Nicolas et la Reine.
LONDRES (AFP) - 26/03/08 13:56
Pompe royale pour le début de la visite d'Etat de Nicolas Sarkozy à Londres
Le Royaume-Uni a déroulé mercredi le tapis rouge pour Bling Bling 1° et son épouse Carla, qui ont entamé en fin de matinée une visite d'Etat de deux jours avec l'espoir affiché de fourguer des centrales nucléaires aux Britiches.
A leur arrivée à l'aéroport londonien de Heathrow, vers 11h30 GMT, le président et son épouse, habillée d'un élégant ensemble gris avec petit béret assorti, d’une petite culotte en dentelle noire, d'un soutien gorge itou et d'un tampon périodique
Nett même pendant les cérémonies chiantes… ont été accueillis par Ses Oreilles Sérénissime le Prince Charles et son épouvantail Camilla, avant de partir en convoi vers Windsor.
Le couple présidentiel était notamment accompagné de la potiche des Affaires étrangères Bernard Kouchner, de la potiche de la Justice Rachida Dati qui avait besoin d’aérer son petit ensemble Dior et de la cruche Rama Yade. Tous ravis de faire un tour en calèche !
Le président a serré la main que lui tendait la reine, échangeant quelques mots, (« Casse-toi, grosse conne ! - You are so nice ! » selon certains médias) puis son épouse a salué la souveraine d'une petite révérence.
Pour accueillir ses hôtes dans son château préféré, la reine Elizabeth II s’était exercée à la pompe royale réservée aux invités de marque: le président français doit notamment parcourir les dernières hectomètres grimpant vers l'imposante forteresse, aux côtés de la reine qui pour la circonstance remplit sa bouche de riz tiède, le tout à bord d'un carrosse ridicule mais bien aménagé pour les galipettes, tandis que son épouse Carla absorbant également sa cuillerée de riz doit partager un autre carrosse avec le mari de la reine, le prince Philip. - That is not easy to chat, but very good to suck, said the Prince Philip en fin connaisseur des pratiques échangistes.

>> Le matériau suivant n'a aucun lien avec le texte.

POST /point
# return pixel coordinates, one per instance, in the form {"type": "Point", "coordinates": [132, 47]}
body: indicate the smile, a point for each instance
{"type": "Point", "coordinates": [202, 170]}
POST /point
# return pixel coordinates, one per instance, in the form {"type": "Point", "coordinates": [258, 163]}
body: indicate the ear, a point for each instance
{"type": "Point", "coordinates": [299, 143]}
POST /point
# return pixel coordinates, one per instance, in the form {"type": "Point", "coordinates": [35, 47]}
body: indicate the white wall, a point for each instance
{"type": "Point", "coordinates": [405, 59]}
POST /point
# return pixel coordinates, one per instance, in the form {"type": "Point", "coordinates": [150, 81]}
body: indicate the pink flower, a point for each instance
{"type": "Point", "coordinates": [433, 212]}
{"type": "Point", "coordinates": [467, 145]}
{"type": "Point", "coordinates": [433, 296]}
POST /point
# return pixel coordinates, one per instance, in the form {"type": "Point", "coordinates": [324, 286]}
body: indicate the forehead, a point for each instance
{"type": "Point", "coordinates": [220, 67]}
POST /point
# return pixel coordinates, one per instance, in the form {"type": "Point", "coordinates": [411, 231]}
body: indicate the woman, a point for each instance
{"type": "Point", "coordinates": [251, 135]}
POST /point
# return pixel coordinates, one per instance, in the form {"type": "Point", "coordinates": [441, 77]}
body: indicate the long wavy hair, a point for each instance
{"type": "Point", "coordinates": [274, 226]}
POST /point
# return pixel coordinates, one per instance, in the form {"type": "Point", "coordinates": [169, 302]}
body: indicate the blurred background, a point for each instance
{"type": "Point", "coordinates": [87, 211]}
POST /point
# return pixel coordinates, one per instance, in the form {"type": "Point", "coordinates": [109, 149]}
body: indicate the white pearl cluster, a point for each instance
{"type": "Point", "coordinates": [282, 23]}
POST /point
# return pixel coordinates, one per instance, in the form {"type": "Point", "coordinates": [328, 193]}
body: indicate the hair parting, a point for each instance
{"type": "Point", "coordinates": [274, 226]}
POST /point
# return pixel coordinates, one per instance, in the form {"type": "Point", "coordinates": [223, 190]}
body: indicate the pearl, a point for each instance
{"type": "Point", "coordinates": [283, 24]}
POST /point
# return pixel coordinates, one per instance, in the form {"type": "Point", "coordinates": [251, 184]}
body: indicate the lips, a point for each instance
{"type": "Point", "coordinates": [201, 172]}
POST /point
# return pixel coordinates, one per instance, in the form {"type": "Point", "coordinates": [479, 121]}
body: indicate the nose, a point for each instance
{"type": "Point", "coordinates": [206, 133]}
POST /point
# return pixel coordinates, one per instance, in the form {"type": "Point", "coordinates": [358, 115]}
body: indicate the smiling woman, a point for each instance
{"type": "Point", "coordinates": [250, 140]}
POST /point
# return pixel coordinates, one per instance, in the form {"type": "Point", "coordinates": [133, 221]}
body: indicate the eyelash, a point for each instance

Malgré un crachin typiquement britannique, plusieurs centaines de curieux (AFP 13:56), plusieurs milliers (AFP 14:38), plusieurs millions (AFP 19:26), des milliards (AFP demain matin) se sont massés derrière les barrières érigées le long du parcours dès le milieu de matinée.
"Honnêtement je suis là pour voir la femme du président pomper le Prince Philip, comme j'imagine 90% des gens ici", reconnaît Mike Thorpe, un retraité anglais d'une soixantaine d'années, dans un éclat de rire.
Son épouse Sheila assure faire partie des 10% restants. "Non, moi je suis venue plus pour la reine", explique-t-elle en agitant ses couettes et son kilt avant d’entonner une vieille chanson britannique : Donne-moi ta main et prend la mienne, mais oui, mais oui….
"Elle était si belle", s'est extasiée Suzanne Crooke après le passage de la Première dinde de France, qui a salué la foule en souriant. "C'est tellement impressionnant", a-t-elle ajouté, « Ça a une tête, deux bras comme nous et ça marche sur ses pattes de derrière ! » Tandis que sa fille Mary-Katherine, "toute excitée", jurait d'aller raconter la scène à son professeur de français.
Les Londoniens ont peu de distractions !
Plusieurs médias britanniques ont profité de l'occasion pour publier une photographie en noir et blanc de l'ancien mannequin nue, les mains croisées sur son intimité, prise en 1993, devant être vendue aux enchères en avril par Christie's à New York.
Interrogé par l'AFP, l'Elysée, qui n'était pas du voyage et était resté à Paris solidement campé sur sa pelouse habituelle, s'est muré dans un silence de pierre et refusé à tout commentaire.
Mercredi soir, le couple présidentiel retournera à Windsor où la reine les régalera d'un banquet au cérémonial rigoureux : le moindre faux-pas, la moindre entorse au protocole comme vomir sa jelly sur la nappe, par exemple, ou caresser les cuisses de son voisin, ou péter à table, encore monter sur sa chaise, baisser sa culotte et chanter des chansons cochonnes comme aime à le faire habituellement Bernard Kouchner avec ses vieux amis soixante-huitards, soulèverait d'indignation de nombreux sourcils royaux, ferait le Prince Charles battre l'assemblée de ses oreilles, tomber dans la soupe le chapeau à plumes de faisan de la Reine et ne manquerait pas d'être abondamment commenté jeudi.